Negative space is the tool of definition. While the subject is the focal point of any art form, what is missing will often help the subject speak louder. For example, when beginning a new idea within an essay, hitting the return key a second time denotes a change better than using a transitional word or phrase. This allows the readers to ponder what they have just read.
But a piece of art, a person or a movement cannot be completely defined by what it is not. A blank palate or an unhewn stone is unfinished if no subject appears. Negative space must emphasize something already present.
Modern Jewish teaching, particularly in its cultural and sociological aspects, often defines itself by what it rejects: Jesus (Y’shua). Currently, in the mind of most Jews, the only qualification to call oneself a Jew — whether one follows Adonai, Buddha, or nothing — is to reject the possibility of Jesus for Jews. But if everyone who is descended from Abraham, Isaac, and Jacob (a biblical definition) is a Jew — including atheists, for example — how is a Jewish believer in Jesus not a Jew? Why should belief in Jesus be the disqualifier?
The Jewish people were established by God. God chose Abraham, the father of a seemingly small and insignificant people, to glorify himself. The Jewish people would ultimately bring the Messiah, salvation, to the world. As a Jew who does believe in Jesus, let me paint you a picture of how Jesus fits into the frame.
We were given the Torah — God’s good and perfect law. Because of our lack of holiness, being human, we were unable to keep that law. We needed a Messiah, a means of connection with God. The sacrificial system was temporarily instated with a high priest as mediator, a placeholder for the one who would eternally unify the Jewish people, and everyone else, with God.
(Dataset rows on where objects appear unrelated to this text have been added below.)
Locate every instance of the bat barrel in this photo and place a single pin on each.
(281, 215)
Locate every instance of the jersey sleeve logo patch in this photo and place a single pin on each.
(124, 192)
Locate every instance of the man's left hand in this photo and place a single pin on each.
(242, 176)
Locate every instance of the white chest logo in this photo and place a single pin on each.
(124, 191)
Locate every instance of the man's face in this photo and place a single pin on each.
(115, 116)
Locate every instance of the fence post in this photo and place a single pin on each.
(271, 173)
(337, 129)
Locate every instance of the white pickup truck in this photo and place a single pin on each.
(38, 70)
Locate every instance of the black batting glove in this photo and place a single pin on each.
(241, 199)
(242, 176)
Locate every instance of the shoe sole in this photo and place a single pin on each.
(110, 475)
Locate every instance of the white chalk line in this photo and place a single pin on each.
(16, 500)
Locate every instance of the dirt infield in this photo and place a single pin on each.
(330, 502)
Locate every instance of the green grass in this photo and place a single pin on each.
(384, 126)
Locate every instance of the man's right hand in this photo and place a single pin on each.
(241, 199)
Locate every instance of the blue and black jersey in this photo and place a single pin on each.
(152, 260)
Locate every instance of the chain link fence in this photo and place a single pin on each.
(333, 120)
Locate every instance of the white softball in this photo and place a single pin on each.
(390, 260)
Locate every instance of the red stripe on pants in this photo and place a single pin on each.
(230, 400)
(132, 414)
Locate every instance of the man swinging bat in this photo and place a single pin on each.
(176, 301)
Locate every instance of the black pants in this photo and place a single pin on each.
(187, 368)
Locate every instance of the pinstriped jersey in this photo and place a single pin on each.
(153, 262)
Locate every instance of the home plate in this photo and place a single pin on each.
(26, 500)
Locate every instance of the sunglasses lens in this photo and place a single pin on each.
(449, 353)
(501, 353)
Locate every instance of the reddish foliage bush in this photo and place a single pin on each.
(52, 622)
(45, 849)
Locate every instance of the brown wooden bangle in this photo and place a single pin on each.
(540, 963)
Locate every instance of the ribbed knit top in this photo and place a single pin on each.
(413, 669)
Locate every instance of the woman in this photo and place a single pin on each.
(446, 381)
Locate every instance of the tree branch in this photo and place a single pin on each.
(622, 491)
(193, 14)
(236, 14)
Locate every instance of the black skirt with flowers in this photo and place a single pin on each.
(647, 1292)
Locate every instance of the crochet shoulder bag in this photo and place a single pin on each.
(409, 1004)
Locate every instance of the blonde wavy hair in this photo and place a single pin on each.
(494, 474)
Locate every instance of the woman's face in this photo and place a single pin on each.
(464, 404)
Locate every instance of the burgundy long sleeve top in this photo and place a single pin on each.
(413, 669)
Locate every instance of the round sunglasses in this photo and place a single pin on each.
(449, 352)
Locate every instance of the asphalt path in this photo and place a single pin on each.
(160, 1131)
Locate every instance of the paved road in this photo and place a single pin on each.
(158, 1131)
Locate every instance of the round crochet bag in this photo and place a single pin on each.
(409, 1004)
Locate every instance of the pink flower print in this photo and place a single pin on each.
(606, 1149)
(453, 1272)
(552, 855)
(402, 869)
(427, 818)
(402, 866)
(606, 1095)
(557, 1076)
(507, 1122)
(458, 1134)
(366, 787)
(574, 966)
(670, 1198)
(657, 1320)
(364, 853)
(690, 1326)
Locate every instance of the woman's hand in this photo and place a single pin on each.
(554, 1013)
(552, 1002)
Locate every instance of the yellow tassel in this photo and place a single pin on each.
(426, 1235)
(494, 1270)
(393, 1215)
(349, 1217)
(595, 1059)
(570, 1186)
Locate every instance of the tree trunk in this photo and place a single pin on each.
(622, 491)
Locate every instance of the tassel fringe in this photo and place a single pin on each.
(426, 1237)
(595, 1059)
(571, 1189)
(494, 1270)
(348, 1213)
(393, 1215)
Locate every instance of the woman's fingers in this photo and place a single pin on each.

Even the high priest made atonement for himself before sacrificing a second animal for the people. The shedding of blood, a substitutionary measure for wrongdoing, was necessary to seal the gap between us and God. That scarlet life force ran into the hollows around the altar, a picture of filling our empty, incomplete hearts. We were covered temporarily, whiter than the snow in my favorite photograph.
But God’s requirement for reconciliation did not change when the temple was removed from the picture in 70 A.D. Jesus’ death and resurrection 40 years prior took the place of the sacrificial system. To compensate, an over-crowding of Jewish subject matter sprang up — suffocating the pre-existing laws by embellishment and addition. These new rules became a tangle of form and line without definition, often without biblical context. In Conversion to Judasim: A History and Analysis, Bernard Bamberger reflects on this predicament, “We have an abundance of Jews without Judaism.”[1]
But which Judaism? The moder, rule-bound version, or the biblical, Messiah-based version?
The Messiah, Y’shua, our eternal high priest, came to fulfill the law (Matthew 5:17), not to add more regulations. Y’shua came as an eternal solution for our sin, whereas animal sacrifice was temporary. Only he can fill the void in our hearts that defines us as incomplete. The Jewish Scriptures (Tanakh) point to Y’shua; the New Testament then becomes that imperative corner-detail on the canvas of Tanakh.
Many Jews today do not follow the Jewish Scriptures or the Jewish religion. Judaism is not synonymous with being Jewish. Modern Judaism lacks Jesus; Jewish people don’t have to.
It’s funny how my favorite photograph and my belief in Y’shua as Messiah have two commonalities: strong subject matter, and of course, negative sapce. In art, technically there is always something present in negative space, but it is secondary — often out-of-focus — to complement the actual subject. If we put Judaism on a canvas, the cultural, rabbinic, and sacrificial backdrop would fill the canvas, but in the corner, in stark relief, would be the biblical fulfillment of our faith: the Messiah Y’shua, who really ought to be the focal point.
- ^ Bernard Bamberger, “Conversion to Judaism: Theologically Speaking.” In Conversion to Judaism: A History and Analysis, edited by David Max Eichorn (New York: Ktav, 1965), p. 185.